Alexei Miller, the chief executive of Gazprom for the past twelve years, has survived by bowing under Sechin’s pressure. Ziyavudin Magomedov (bubble, bottom) has resisted — and is surviving less assuredly. His takeover of the two leading oil ports, Novorossiysk and Primorsk, three years ago has run into the concerted opposition from Sechin’s allies, Nikolai Tokarev at Transneft, Vladimir Yakunin at Russian Railways, and Timchenko at the rival Baltic port of Ust-Luga. Together, they are denying Magomedov his ambition to create the energy trading and transportation empire he has been aiming at.

Medvedev and Dvorkovich have been too weak to save him, or even to conserve his capital. The share price of the Novorossiysk Commercial Seaport Company is now trading at 40% less than Magomedov’s takeover price. Magomedov’s appeals to Gazprom to protect him from Sechin aren’t being endorsed by Miller.

Not even Magmomedov’s proposal to finance the Valdai Club and get a leg up among the Anglo-American members is likely to improve his prospects. Announcing Magomedov’s appointment to the Valdai board on September 9, the club chairman and academic, Sergei Karaganov, revealed how desperate the Club is for sponsors, and how out of date politically: “The Summa Group [Magomedov’s holding] is one of Russia’s most dynamically developing holdings with a truly global vision, which is extremely valuable in this rapidly changing world. The company has repeatedly initiated discussions at the international level on issues related to its business. I’m confident that Mr. Magomedov’s participation in the Club’s work will allows us to raise the discussion of these vital national issues to an entirely new level.” On its website homepage, the Club has posted a disclaimer of this sort of thing — “some material may be inappropriate for children under 12.”

The commercial details vary in each of these complex stories. The political meaning is constant, and simple. Suleiman Kerimov (bubble, left), the Senator from Dagestan, evidently failed to notice when he attempted his potash putsch.

In Dagestan, the interpretation is that misfortune has befallen the two native sons, Magomedov and Kerimov, because they have been on the wrong side of the conflict between the Kremlin and Magomedsalam Magomedov, the Dagestan President, until he was replaced in January by Ramazan Abdulatipov. “Dagestan was fed, but not taken care of,” Abdulatipov told Putin at a Kremlin interview in August, “and therefore a lot of bad cells have multiplied.” “The cases of Kerimov and [Ziyavudin] Magomedov are connected with the replacement of the Dagestan elite,” according to a source who believes both of them are among the “bad cells” Abdulatipov is now eliminating.

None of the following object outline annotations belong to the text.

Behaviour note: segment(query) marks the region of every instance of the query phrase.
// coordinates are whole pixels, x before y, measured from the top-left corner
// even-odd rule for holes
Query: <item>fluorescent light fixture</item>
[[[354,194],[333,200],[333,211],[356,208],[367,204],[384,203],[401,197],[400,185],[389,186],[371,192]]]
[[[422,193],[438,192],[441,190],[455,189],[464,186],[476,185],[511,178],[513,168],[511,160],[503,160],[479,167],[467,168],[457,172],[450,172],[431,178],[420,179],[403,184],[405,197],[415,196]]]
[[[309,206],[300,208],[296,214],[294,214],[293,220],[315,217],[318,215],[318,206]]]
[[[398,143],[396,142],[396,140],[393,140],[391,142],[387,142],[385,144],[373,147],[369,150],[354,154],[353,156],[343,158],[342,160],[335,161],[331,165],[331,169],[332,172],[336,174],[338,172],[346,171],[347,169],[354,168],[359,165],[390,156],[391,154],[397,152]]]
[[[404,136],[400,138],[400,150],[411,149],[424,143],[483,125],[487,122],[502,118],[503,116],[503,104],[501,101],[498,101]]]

A source close to Sechin believes the stakes are more national than local. He is predicting that other oligarch-sized figures with businesses dependent on Medvedev and Dvorkovich must choose to withdraw and realign themselves, or else suffer the same fate. The fertilizer and coal businesses of Andrei Melnichenko – Eurochem and SUEK – are vulnerable, according to this calculation.

So too are Yandex, the search engine and internet portal, and Ilim Pulp. Since he became prime minister, Medvedev has allowed himself to meet one on one and in public with no major Russian business figures. The two exceptions are Andrei Volozh, the control shareholder of Yandex (below left); and Zakhar Smushkin, the control shareholder (with Boris and Mikhail Zingarevich) of Ilim Pulp (right). For the political risks facing Yandex, read this.

September 23, 2012 June 19, 2013

A source familiar with Ilim’s business comments: “I don’t think they’re big enough to be of interest.”

NOTE: Ziyavudin Magomedov turns out to be the only member of the Valdai Club’s board of trustees who wishes to publicize the appointment. When Sergei Karaganov, the Club’s chairman, was asked to identify the other trustees, he refused, claiming the list is on the Valdai Club website. When informed the list cannot be found there, he hung up his telephone.